A few key drivers govern the choice of quality, as follows.
• Impact of device failure: For some companies, the impact of a product failing in the field is of critical importance. The consequences range from the cost of replacement and repair through to the reputational damage and the possibility of lawsuits for economic damages flowing from the failure. If you can’t afford to have frequent failures, then you need to invest in higher quality.
• Unit cost: In electronics design and manufacturing, higher quality directly translates into the unit cost of an assembled printed circuit board (PCB) and the amortisation of design costs over the life of the product. Where the business case for medical grade quality stacks up, is when the overall price of the assembled unit is far higher than the amortised unit cost of the PCB. Many other cost factors come into play including mechanical engineering of the device, integration into broader organisational systems, regulatory approval processes, and branding and market development. When the cost of the embedded electronics is a small fraction of the overall cost, reducing the cost of the PCB increases the risk to the total investment dramatically for little gain.
• Problem resolution: The defining feature of ISO 13485 is the robustness of traceability from concept to deployed product in the field. At the design stage, requirements are traced through to the final schematics. At the manufacturing stage, the source of components are recorded, and every single component is tracked through to the actual device deployed in the field. What this level of traceability delivers is the ability to analyse problems as they arise and quickly resolve them. In the worst case, it facilitates product recalls. When companies have product operating at the cutting edge, where designs are frequently changing and it's important to have a high level of control, then superior quality systems are required.
Circuitwise’s General Manager, Serena Ross, argues that every company should be applying ISO 13485 level quality to the development of every product.
“We have totally integrated ISO 13485 into our manufacturing processes. Unlike other manufacturers, we don’t turn on the ISO 13485 process as required – we do it for every product we manufacture. We have positioned ourselves as the most reliable electronics manufacturer in Australia.”
Circuitwise has invested heavily in software systems to automate the quality management process and integrate them right onto the shop floor. The result is a level of automated quality that is allowing the company to company to compete not just on quality but on price as well.
“We recently had a customer who got a second quote from a manufacturer in Asia. The customer told us our quote was within 10% of the offshore price. When you consider all the difficulties and risks associated with offshoring the manufacturing process, the choice to go with an Australian-based ISO 13485 certified manufacturer was obvious,” Serena said.

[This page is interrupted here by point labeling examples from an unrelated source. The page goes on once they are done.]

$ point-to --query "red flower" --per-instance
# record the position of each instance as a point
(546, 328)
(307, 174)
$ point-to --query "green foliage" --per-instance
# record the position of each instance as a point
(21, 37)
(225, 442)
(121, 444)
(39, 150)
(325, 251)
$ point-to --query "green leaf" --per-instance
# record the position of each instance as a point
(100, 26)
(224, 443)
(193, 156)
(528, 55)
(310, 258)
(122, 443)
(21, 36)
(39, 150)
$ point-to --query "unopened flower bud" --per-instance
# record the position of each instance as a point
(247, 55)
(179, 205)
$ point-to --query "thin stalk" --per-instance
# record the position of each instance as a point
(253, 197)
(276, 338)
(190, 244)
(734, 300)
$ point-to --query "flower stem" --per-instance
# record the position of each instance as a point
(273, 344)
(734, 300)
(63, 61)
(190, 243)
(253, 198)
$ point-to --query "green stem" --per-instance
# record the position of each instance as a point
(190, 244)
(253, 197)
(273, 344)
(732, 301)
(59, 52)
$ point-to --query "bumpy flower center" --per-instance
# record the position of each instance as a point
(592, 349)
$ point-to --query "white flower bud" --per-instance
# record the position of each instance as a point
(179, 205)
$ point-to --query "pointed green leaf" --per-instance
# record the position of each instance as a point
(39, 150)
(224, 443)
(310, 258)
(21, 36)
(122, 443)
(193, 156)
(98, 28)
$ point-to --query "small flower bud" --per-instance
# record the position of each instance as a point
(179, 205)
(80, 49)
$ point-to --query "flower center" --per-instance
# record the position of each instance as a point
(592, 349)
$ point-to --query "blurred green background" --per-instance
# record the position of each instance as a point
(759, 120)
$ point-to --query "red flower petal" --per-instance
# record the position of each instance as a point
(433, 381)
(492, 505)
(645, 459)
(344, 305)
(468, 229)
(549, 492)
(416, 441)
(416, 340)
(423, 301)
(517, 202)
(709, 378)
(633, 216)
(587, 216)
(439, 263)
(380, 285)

Other factors to think about include the choice of electronics designer. Usually, electronics manufacturers take delivery of a manufacturing package from an electronics design consultancy. The package will typically consist of PCB schematics, a bill of materials, assembly instructions, firmware files and testing procedures.

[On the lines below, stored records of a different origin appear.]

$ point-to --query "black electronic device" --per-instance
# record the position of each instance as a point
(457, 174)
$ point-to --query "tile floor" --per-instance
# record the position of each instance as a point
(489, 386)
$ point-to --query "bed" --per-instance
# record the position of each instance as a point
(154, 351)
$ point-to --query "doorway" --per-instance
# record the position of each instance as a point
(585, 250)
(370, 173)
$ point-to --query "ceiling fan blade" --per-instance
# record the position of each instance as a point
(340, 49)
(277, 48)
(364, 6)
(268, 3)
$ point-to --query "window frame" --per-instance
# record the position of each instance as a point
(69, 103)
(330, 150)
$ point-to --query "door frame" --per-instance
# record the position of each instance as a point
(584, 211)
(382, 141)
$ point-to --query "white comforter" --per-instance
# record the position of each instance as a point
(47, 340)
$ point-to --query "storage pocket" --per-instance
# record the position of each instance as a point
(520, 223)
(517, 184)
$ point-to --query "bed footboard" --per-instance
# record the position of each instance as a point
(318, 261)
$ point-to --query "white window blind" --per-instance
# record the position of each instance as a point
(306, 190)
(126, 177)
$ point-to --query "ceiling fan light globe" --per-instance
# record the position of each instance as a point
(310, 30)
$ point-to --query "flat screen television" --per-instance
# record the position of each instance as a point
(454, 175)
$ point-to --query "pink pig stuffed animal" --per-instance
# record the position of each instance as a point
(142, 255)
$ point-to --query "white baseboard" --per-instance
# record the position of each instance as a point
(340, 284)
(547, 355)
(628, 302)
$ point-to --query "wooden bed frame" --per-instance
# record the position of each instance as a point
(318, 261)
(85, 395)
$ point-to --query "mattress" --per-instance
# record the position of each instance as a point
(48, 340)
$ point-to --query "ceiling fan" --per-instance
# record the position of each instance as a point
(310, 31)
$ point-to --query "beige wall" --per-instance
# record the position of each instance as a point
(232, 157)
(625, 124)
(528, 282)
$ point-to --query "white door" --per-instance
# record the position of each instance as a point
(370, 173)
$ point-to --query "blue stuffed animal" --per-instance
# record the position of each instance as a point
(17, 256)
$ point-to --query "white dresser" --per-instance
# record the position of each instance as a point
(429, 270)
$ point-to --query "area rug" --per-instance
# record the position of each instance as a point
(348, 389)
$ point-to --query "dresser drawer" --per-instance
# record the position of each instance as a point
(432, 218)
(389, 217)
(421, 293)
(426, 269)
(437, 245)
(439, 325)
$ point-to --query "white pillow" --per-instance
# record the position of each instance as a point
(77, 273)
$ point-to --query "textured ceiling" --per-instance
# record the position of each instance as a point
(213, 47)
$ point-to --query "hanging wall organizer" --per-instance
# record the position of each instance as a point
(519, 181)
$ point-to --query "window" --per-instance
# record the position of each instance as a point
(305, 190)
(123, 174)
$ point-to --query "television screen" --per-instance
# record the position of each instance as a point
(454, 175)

The relationship between the designer and the manufacturer is of critical importance in ensuring a highly reliable product. It's important to effectively and quickly resolve questions around manufacturability and component selection. The better the quality of the manufacturing package, the less likely it is that errors will creep into the design of the final product.
If the product also has mechanical components or is handled by humans, then an industrial designer may also be required to develop the device.
Circuitwise has relationships with electronics and industrial designers that also have ISO 13485 certification. Working together with these partners, Circuitwise can facilitate the entire product development process at the highest level of reliability possible.